Barbecue sauce and ice cream sandwiches
Lies and their paths to betrayal often end in one place.
“I am an ice cream sandwich.”
“Be pessimistic. It’s sweeter when you are wrong,” my friend said.
No, but sometimes it is just as sweet when you’re not wrong. Then, on lies. Lies told in the belief there is no proof, are lies that can backfire as a betrayal and betrayals echo through time. Especially, for those who were betrayed very young and wounded, for them, the next betrayal is always around the next corner.
Grief and memory outsmart them.
For a child, who’s still developing a sense of trust and awareness in the world— an adult physically punishing them is a profound form of betrayal. Specifically, an adult whose survival they depend upon. Silencing a child is the deepest scar. This is how dissociation and internal conflict begin. Trust becomes a cloud in the sky, always blown away by the slightest breeze.
Grief and memory outsmart them.
Their truth is unbearable because it opens that chasm. So, they learn to lie and the lies become blatant, and the omissions flow like melted butter.
Grief and memory outsmart them.
There are all types of lies: lies by commission, lies by omission (“A half-truth is a whole lie.”), even “white” ones. And then, there is a different type of liar who, a few standard deviations away from the mean, lies with impunity; the one under explicit oath, lies told by counsel under the aegis of their bar membership—the ones committed with the implied oath to the truth that a person’s position transmits. Lies can be the “mother tongue” of some, not just of politicians, but of the people closest to you. This liar treats lies as a banal necessity as if they are merely the result of the fact that this liar is better than anyone else, that lying is simply the job that he or she seems to excel at; and, having never ever been punished, they are expecting no punishment, as their advisor advises.

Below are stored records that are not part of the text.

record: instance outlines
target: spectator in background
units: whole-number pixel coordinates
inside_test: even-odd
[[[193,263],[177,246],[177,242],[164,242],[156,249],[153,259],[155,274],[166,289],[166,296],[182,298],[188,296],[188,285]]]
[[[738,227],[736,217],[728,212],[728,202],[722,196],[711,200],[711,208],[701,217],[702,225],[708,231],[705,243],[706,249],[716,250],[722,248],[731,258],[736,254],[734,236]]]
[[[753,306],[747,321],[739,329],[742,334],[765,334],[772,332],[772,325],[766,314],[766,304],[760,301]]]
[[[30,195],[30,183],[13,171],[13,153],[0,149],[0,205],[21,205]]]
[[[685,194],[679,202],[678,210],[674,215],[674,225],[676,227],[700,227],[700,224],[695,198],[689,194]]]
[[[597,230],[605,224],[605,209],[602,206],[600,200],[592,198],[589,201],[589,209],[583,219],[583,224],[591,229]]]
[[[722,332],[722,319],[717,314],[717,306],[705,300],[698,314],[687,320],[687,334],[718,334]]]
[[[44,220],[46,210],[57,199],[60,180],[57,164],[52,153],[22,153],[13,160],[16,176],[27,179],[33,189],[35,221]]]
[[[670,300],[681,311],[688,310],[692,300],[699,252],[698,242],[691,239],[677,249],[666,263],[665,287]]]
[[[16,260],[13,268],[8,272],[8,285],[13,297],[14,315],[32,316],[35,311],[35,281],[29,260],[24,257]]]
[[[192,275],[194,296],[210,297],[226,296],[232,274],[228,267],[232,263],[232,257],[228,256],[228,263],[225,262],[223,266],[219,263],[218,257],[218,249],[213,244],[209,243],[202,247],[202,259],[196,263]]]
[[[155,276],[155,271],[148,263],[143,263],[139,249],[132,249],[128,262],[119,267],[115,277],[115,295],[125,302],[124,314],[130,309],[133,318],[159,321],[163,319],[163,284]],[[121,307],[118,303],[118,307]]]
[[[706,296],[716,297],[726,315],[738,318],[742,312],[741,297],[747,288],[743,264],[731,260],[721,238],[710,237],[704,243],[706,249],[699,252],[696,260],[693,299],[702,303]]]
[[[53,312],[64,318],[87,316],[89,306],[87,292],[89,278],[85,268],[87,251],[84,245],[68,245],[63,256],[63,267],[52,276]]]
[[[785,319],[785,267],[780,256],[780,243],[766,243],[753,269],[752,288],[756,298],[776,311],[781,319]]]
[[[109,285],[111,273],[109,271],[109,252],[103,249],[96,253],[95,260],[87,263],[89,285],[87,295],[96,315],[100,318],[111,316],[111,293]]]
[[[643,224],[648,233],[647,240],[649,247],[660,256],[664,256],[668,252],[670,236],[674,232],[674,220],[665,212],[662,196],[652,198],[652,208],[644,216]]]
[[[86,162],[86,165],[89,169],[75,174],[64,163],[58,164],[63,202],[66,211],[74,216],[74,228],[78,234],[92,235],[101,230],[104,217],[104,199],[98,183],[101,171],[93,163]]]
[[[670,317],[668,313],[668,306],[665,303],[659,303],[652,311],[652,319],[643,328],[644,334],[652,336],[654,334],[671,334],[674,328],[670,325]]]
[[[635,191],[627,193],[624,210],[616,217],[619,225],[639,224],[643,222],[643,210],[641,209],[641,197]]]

You may as well be an ice cream sandwich to this kind of liar because they cannot distinguish between lying about a human being and lying about an ice cream sandwich. Like a drunk who cannot distinguish between asparagus and that tipping point drink of a blackout.
You are an ice cream sandwich.
Lies are overused in literature and the arts:
“Man is least himself when he talks in his own person. Give him a mask, and he will tell you the truth.”—Oscar Wilde
“Writing fiction is the act of weaving a series of lies to arrive at a greater truth.”—Khaled Hosseini
“The best-laid plot can injure its maker, and then a man’s perfidy will rebound on itself.”—Jean de la Fontaine
“I don’t lie. I improve on life.”—Josephine Baker
“I don’t lie. I exaggerate.”
So, why do people lie under oath? In court? To an FBI Special Agent (it’s a felony)?
To an audience of followers? To a judge?
What type of person is not afraid of the consequences? When are consequences easier to bear than telling the truth?
The French say “sal caractère.” No, that’s not quite it. What would happen to a group of starlings murmuring if just one lied to the other?